Ray and I would navigate the boring streets of middle class suburbia, past the early-70s pre-fab storefronts that were home to tax preparers, carpet sample outlets, independent savings banks and insurance agents. On to the pothole pocked side streets where the awful, vinyl-sided
house converted to a “professional building” was king. And there were a lot of kings. At any given time, some kid was being dragged against his will into a “professional building” for his booster shot, or to have the wires on his braces tightened.

Fluorescent lit rooms were filled with former hairdressers with pluck who now analyzed the urine of old people for a living. This was the life we were striving for? We couldn’t understand how they did it, and yet they did. Thousands of them. We talked at length about there having to be another way of living, and how we’d rather die than sell out.

A tallboy of bewilderment, disgust, anxiety and a bit of admiration did its dirty numbers inside me as we’d drive past the vibrant South Shore Blood Laboratory, or Dynamic Actuaries, Inc. Past their anemic, spare-every-expense landscaping and dog-shit brown strips of lawn. The idea of working in such a place for twenty-five years was enough to make anyone consider suicide. And the traffic was murder. Bumper to bumper every morning and every evening. People were moving to the area in record numbers. It made no sense to any of us who were dying to get out.

“We should just blow off all this shit and drive out West … right now.” It would take me some years to take that good advice. I had just seen
Easy Rider
for the first time. At that point both Ray and I knew his shitty
car would be lucky to make Hartford. And neither of us wanted to end up in Hartford.

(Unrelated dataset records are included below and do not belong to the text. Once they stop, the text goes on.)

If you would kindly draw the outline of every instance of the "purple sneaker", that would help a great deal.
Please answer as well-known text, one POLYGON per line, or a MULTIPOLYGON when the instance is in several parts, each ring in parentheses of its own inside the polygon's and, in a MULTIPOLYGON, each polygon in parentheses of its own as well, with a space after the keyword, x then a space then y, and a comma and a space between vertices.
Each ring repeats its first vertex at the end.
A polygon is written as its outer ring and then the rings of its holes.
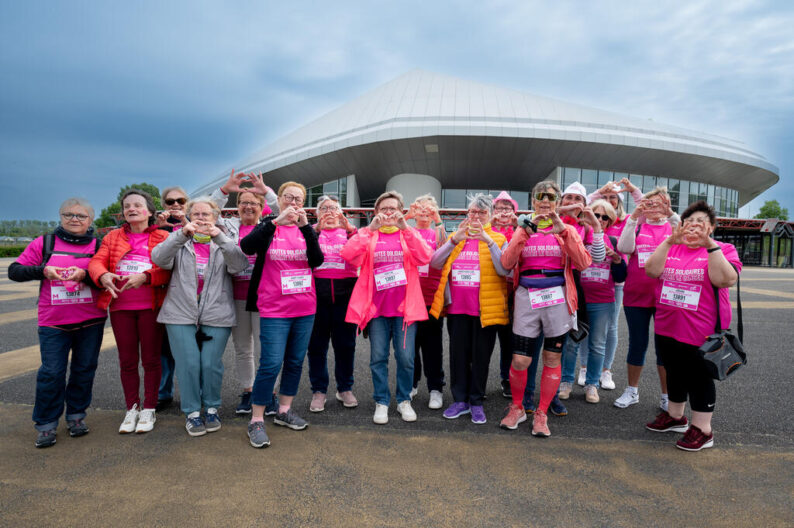
POLYGON ((453 418, 457 418, 463 414, 468 414, 470 412, 471 410, 469 409, 468 403, 455 402, 449 407, 447 407, 446 411, 444 411, 444 418, 449 418, 450 420, 452 420, 453 418))
POLYGON ((471 406, 471 423, 485 423, 485 409, 482 408, 482 405, 471 406))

We’d slow down at the ranch-style house converted to a professional building where my older sister’s dentist, Dr. Aranow—in his mid thirties—had recently killed himself. He locked the doors and windows after the last patient left. He gassed himself silly with nitrous oxide, set the waiting room on fire and blew his head off with a shotgun while seated in the dental chair.

For several months after his suicide, the house and yard were left untouched. Overgrown tufts of yellowing crabgrass dominated the yard and cracks in the walkway. Internal fire and water damage caused the scorched outer clapboards to bow and lift from their joists, leaving the house looking like a poorly constructed, failing boat.

Ray thought the back yard might be a cool place to hang out at night and drink. It was going to be summer in a matter of weeks. Drinking season. Our alcohol intake would increase in direct proportion to the temperature, peak by the middle of August, and taper off by Labor Day. Finding a reliable buyer and a safe outdoor drinking spot (and by that I mean safe from the police) were top priorities. Virtually every kid on the South Shore who has ever been drunk has been so in a field or in the woods or near the beach.